Benefits of WatsonX Orders
You’re on your way to get a cheeseburger and fries at your preferred drive-thru. There isn’t much of a line when you pull in, and it’s a straightforward order. What might go wrong, if anything? Lots.
The restaurant is close to a busy freeway, where traffic is loud and noisy, and airplanes are flying low over the area as they get closer to the airport. There is wind. The customer in the next lane is attempting to place an order at the same time as you, and the stereo in the car behind you is blaring. The clamor would test the abilities of even the most seasoned human order taker.
IBM have developed an AI-powered voice agent with IBM Watsonx Orders to process drive-thru orders without the need for human intervention. Cutting edge technology is used by the product to separate and comprehend human speech in noisy environments while facilitating a natural, conversational exchange between the voice agent and the customer placing the order.
Watsonx Orders is able to comprehend speech and execute commands
IBM When Watsonx Orders notices a car approaching the speaker post, the procedure starts. When a customer is greeted, it inquires about their order. After that, it processes incoming audio while listening and separates out human speech. It then uses that information to identify the items and order, displaying what it has heard to the customer on the menu board. Watsonx Orders forwards the order to the kitchen and point of sale if the customer certifies that everything appears correct. The food is finally prepared in the kitchen. The following figure illustrates the entire ordering process:
Understanding a customer order consists of three components. Isolating human speech and disregarding distracting sounds from the surroundings constitutes the first step. Understanding speech, including the complexities of accents, colloquialisms, emotions, and misstatements, is covered in the second section. Converting speech data into an action that represents customer intent constitutes the third and final step.

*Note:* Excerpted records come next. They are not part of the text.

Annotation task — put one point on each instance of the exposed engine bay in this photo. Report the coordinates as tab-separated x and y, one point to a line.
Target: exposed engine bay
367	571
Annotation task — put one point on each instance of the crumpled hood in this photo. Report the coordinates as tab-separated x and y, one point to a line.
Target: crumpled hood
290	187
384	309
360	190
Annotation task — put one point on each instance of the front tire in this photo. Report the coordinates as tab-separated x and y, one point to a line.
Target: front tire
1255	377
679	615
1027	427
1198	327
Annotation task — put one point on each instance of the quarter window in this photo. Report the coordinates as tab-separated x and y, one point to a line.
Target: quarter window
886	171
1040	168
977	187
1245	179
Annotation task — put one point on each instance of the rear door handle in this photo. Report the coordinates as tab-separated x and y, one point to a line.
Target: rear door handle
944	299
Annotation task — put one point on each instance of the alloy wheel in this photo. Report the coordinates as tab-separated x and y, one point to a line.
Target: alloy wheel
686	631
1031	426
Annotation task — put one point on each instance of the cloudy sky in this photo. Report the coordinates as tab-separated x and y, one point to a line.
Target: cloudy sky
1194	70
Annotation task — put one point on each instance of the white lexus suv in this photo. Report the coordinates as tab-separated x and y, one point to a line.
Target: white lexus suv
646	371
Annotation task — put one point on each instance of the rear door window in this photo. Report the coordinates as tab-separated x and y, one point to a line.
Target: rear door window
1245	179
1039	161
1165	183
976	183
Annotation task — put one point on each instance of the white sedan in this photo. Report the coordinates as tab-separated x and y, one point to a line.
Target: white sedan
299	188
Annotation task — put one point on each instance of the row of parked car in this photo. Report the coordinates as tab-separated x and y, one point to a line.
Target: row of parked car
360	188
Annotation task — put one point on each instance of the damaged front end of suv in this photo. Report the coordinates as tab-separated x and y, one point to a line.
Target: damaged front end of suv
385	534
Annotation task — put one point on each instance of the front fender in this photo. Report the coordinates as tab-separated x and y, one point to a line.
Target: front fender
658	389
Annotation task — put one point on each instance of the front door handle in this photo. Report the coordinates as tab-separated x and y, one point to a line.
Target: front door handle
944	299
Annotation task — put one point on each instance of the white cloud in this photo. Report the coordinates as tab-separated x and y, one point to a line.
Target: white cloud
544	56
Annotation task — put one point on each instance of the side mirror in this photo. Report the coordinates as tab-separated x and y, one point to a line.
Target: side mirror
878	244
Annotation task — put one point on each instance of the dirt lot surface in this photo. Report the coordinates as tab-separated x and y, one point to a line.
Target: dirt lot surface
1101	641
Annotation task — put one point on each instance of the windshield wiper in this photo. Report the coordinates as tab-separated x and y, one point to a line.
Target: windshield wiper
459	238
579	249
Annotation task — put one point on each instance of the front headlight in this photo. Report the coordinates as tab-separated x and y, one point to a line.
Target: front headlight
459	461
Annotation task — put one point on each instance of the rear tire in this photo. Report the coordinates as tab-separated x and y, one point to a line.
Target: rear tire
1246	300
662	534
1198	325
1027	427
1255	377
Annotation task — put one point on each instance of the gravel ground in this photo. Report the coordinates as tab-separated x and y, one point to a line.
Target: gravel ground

Taking the voice of the human away
A voice agent chatbot most likely answers the phone first when you call your bank or utility company, inquiring as to why you’re calling. The chatbot is anticipating audio from a phone with minimal to no reasonably quiet background noise.
There will always be background noise in the drive-thru. Loud noises, like a passing train horn, can drown out human voices no matter how good the audio hardware is.
Watsonx Orders uses machine learning techniques to perform digital noise and echo cancellation while it records audio in real-time. It ignores sounds from airports, highway traffic, wind, and rain. Unexpected background noise and cross-talk people conversing in the background while an order is being placed are two more noise-related issues. Watsonx Orders minimizes these disruptions with cutting-edge techniques.
Recognizing speech
Text chatbots were the precursor to most voice chatbots. Conventional voice agents translate spoken words into written text first, then read the written sentence to determine the speaker’s intentions.
This is wasteful and slow in terms of computation. Watsonx Orders breaks speech down into phonemes, which are the smallest units of sound in speech that have a distinct meaning, rather than first attempting to transcribe sounds into words and sentences. Watsonx Orders, for instance, breaks the word “shake” into the hard “k,” “sh,” and “ay.” By lowering intra-dialog latency, converting speech to phonemes rather than full English text also improves accuracy when dealing with varying accents and promotes a real-time conversation flow.
Putting knowledge into practice
Watsonx Orders then indicates intent with phrases like “I want” and “cancel that.” After that, it recognizes the objects that are related to the commands, such as “cheeseburger” and “apple pie.”
For intent recognition, there are numerous machine learning methods available. The newest method makes use of foundation and large language models, which can comprehend any query and provide a suitable response. This is too computationally expensive and slow for use cases where hardware is limited. Even though a voice agent at a drive-through could be impressive if they could respond to questions like “Why is the sky blue?” it would slow down the drive-through, annoy customers, and reduce sales.
To comprehend the hundreds of millions of possible ways to order a cheeseburger such as “No onions, light on the special sauce, or extra tomatoes” Watsonx Orders uses a highly specific model. Customers can also change the menu mid-order with this model: “Actually, no tomatoes on that burger.”
When Watsonx Orders are in production, they can fulfill over 90% of orders without assistance from a human. It’s important to note that other vendors in this market class count interactions as “automated” when AI agents get stuck and resort to using contact centers manned by humans to take over. “Automated” in IBM’s IBM Watsonx Orders context refers to processing an order from beginning to end without human intervention.
Profits are driven by real-world implementation
Watsonx Orders is more capable than most human order takers when it comes to handling more than 150 cars per hour in a dual-lane restaurant during peak hours. Their modeling and engineering techniques are continuously optimized for the metric of more cars per hour because it translates into higher revenue and profit.
60 million real orders have been processed by Watsonx Orders in dozens of restaurants, despite difficult order complexity, cross-talk, and noise levels. To be compatible with all quick-serve restaurant chains worldwide, IBM designed the platform to be easily adjusted to new menus, restaurant technology stacks, and centralized menu management systems.